Phillip Hammond delivered his first and last spring budget on Wednesday afternoon, as he takes on the task of steering the British economy and finances through Brexit. Among the key headlines were rising inflation forecasts and downgraded GDP growth, despite positive sentiment around future employment projections.
More specific to the energy industry, Hammond pledged support for North Sea oil and natural gas as well as funding for innovative research and development, citing maximum exploitation of the remaining reserves as integral to the UK energy sector.
In regards to the Levy Control Framework (LCF), the government identified the need to limit costs to businesses and households as the UK decarbonises its energy supplies. The existing LCF has helped to control the costs of low carbon subsidies in recent years and will be replaced by a new set of controls, with further details set to be announced later this year.
Ideas to reform the EU’s trading scheme for cutting carbon emissions was recently approved by the member states.
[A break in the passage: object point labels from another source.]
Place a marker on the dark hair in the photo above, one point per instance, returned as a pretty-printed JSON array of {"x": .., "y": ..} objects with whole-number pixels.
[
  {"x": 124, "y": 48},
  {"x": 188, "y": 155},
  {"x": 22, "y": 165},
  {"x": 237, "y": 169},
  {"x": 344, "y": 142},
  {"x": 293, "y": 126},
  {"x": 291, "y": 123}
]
Clarity on carbon prices that businesses will pay in the 2020s is set to be released in the autumn budget.
Furthermore, the first steps towards improving the functioning of retail markets for consumers has been outlined, with the Treasury reaffirming plans to make the markets work more efficiently and fairly.
To summarise what this means to the end user; there will be little to no impact in the immediate future but the wholesale energy markets will remain volatile as the GB pound continues to weaken in the wake of the UK’s decision to leave the EU.